Раны от скальпеля были лишь поверхностными и требовали только промывки и наложения бинтов.

Выйдя из больницы, Расс сказал:

— Дело остается открытым. Тебя просто вышибут из управления, если ты кому-нибудь расскажешь о том, что произошло. А теперь пошли, позаботимся о Джорджи.

На часах было 3:00, когда мы добрались до Силверлейка. Падре был потрясен увиденным, однако умудрился сохранить самообладание и невозмутимое выражение на лице. Затем лучший из людей, которых я когда-либо знал, удивил меня.

Сначала он сказал:

— Выйди на улицу и жди меня возле машины; после этого он покрутил какие-то краники на газовых трубах снаружи здания и, отойдя на десять ярдов от дома, разрядил свой револьвер в трубы. Газ вспыхнул моментально; дом обуяли языки пламени. Мы дали деру, даже не включая фары. Расс бросил эффектную фразу:

— Эта мерзость не заслуживает места на Земле.

Затем пришла чудовищная усталость — и сон. Расс довез меня до «Эль Нидо», и я тут же нырнул в постель и на двадцать с лишним часов окунулся в кромешную тьму небытия. Первое, что я увидел, когда проснулся, были четыре паспорта Спрейгов на журнальном столике; и первое, что пришло мне в голову, было: они должны за все заплатить.
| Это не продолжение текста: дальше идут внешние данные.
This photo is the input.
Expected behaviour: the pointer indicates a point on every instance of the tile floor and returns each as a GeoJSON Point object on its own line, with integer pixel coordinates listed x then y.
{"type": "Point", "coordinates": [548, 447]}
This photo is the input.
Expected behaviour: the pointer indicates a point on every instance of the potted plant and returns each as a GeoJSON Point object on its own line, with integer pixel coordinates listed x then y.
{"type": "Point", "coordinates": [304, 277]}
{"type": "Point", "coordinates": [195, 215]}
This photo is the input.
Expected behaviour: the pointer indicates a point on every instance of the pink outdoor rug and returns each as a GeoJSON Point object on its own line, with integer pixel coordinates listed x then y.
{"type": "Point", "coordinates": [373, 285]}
Если Эммета обвинят в нарушении техники безопасности и правил об охране труда при возведении зданий или в чем похуже, я хотел бы, чтобы вся семья осталась на территории страны и узнала бы, что такое страдание. Позвонив в паспортно-визовую службу США и представившись капитаном следственного отдела, я попросил наложить запрет на повторный выпуск паспортов для всех четырех Спрейгов. Это было своего рода жест отчаяния — как удар по запястью. Затем я побрился и принял душ, стараясь не намочить наложенные швы и бинты. Чтобы не думать о тех руинах, в которых лежала моя жизнь, я стал размышлять об окончании дела Шорт. Я вспомнил, что накануне Мадлен произнесла фразу, которая мне показалась странной, неправильной и не соответствующей действительности. Одеваясь, я старался вспомнить ее слова; и только когда стал выходить из номера, чтобы купить еды, до меня дошло: Мадлен говорила, что это Марта позвонила в полицию и сообщила им про бар «Ла Берна». Но я знал досье по этому делу лучше чем кто бы то ни было, и в нем точно не было никакого упоминания об этом эпизоде. Мне на ум сразу же пришло два случая: первый, когда Ли с кем-то долго разговаривал по телефону, когда мы сидели в офисе на следующее после встречи с Мадлен утро, и второй, когда сразу же после просмотра порнушки он поехал прямиком в «Ла Берну». Только «гениальная» Марта могла ответить на мучившие меня вопросы. И чтобы заполучить ее, я направился в район рекламных агентств.

Я нашел единственную дочку Эммета Спрейга на скамеечке перед зданием «Янг энд Рубикам». Она обедала. Когда я сел на скамейку напротив, она даже не взглянула; я вспомнил, что черный блокнот Бетти Шорт и те фотографии обнаружили в почтовом ящике, который находился всего в одном квартале отсюда.

Я наблюдал как пухленькая девочка-женщина уплетает салат и читает газету. За два с половиной года, которые я ее не видел, она не особо потолстела и подурнела — но все же осталась толстенькой копией Эммета.

Марта отложила в сторону газету и наконец заметила меня. Я ожидал, что в ее глазах вспыхнет ярость, но она удивила меня, просто сказав:

— Здравствуйте, мистер Блайкерт, — и при этом даже слегка улыбнулась.